I rattled off a few of the many simplifying assumptions inherent in this model. Since the model does not fit the actual performance figures, some of those assumptions must be wrong. One way to figure out which ones is to relax (weaken or remove) some of the assumptions and try fitting the resulting, more complex model to the data.
While it may look like you've got lots of data points to work with (each day's performance), there's lots of noise inherent in that data, especially since you've no real idea what's going on with the bond portion (more below). There are various standard filtering/smoothing techniques that can be tried to deal with this. The end result, while cleaner, would leave you with too sparse a data set to fit to most models. (Call that intuition from experience, I haven't worked the numbers.)
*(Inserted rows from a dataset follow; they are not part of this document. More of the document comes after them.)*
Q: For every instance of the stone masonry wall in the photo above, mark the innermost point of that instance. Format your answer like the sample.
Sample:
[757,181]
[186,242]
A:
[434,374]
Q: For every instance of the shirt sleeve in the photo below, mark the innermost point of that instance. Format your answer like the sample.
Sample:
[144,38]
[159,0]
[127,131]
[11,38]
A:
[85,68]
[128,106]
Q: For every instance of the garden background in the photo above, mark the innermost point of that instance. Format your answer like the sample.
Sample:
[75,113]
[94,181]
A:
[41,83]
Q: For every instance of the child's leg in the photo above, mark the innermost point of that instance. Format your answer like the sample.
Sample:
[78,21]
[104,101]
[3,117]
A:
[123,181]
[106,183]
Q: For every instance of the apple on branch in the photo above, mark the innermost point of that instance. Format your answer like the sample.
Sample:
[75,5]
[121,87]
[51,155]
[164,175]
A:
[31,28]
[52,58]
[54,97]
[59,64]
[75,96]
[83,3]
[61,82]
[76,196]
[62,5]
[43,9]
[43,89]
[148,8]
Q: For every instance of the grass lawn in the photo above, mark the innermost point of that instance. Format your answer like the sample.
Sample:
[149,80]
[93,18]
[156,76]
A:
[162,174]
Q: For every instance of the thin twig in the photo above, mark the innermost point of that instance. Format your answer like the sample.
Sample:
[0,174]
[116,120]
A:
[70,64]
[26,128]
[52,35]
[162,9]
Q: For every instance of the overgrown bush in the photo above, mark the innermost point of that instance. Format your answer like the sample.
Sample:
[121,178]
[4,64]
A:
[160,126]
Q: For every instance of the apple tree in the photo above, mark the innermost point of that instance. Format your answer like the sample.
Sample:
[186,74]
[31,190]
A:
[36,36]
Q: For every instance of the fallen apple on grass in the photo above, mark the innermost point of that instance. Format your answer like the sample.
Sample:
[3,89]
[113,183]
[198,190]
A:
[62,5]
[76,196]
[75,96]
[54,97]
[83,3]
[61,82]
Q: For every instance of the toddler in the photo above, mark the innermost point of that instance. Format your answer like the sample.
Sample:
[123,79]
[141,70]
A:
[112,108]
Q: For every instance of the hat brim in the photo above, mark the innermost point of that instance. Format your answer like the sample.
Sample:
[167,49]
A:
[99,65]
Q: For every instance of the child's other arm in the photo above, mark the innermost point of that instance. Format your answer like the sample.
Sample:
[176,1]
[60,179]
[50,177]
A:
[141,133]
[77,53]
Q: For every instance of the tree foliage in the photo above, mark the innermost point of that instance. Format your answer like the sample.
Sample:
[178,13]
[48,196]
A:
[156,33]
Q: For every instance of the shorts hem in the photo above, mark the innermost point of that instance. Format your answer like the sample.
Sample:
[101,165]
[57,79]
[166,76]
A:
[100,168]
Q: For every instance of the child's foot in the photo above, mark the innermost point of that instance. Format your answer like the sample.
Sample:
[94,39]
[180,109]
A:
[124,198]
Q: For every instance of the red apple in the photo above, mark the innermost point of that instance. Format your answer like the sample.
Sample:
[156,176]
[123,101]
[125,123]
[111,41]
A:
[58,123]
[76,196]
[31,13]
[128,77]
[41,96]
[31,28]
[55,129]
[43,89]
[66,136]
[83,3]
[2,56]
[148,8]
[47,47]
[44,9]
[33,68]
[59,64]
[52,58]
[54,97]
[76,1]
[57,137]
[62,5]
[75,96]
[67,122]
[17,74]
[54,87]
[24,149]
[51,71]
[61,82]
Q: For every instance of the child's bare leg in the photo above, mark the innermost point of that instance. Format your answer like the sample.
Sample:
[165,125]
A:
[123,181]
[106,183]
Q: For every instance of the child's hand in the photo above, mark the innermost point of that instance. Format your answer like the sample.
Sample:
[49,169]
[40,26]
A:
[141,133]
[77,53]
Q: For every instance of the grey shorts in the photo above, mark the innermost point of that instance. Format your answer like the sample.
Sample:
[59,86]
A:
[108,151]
While DoubleLine may say that the bond portion has returned a fairly steady 2.87% annually, it's not clear whether that is net or gross, or what portion of the portfolio the bonds represent ("up to 100%"). One sees, e.g. at least 7% of the fund in cash (so add that to the model). One doesn't even need M* to see the cash. In the latest (semi) annual report, the fund had 7.8% invested in three MMFs (Blackrock Liquidity FedFund, Fidelity Institutional MM, Morgan Stanley Institutional).
Nor is the bond return all that steady. In that same semiannual report, the six month contribution of the bond portion is reported to be 2.3% (not annualized). Annualized, that's 4.65%, a far cry from 2.87%. How likely is it that they're fudging 2.87%? I'm sure that this is a reasonably accurate number. It's the "steady" part that's dubious. Not from a 100,000 foot level, i.e. the bond returns are not bouncing around like some EM bond funds. But it's hardly constant, certainly not close enough to build a model around that assumption.
Personally, I'm comfortable with my prior posts - that the fund should approximate CAPE (for better or worse; I didn't comment on how that might behave) less overhead (leveraging costs, management costs, administrative costs, trading costs, clawback costs) plus bond portfolio returns (as much or as little a black box as one regards all of DoubleLine's bond funds).
Read the fund reports - they give the contributions from the CAPE side and the bond side. Add these numbers, subtract the fund's ER, subtract a bit more for the stuff that isn't reflected in the ER, and you get the total return of the fund. That much is easy to confirm.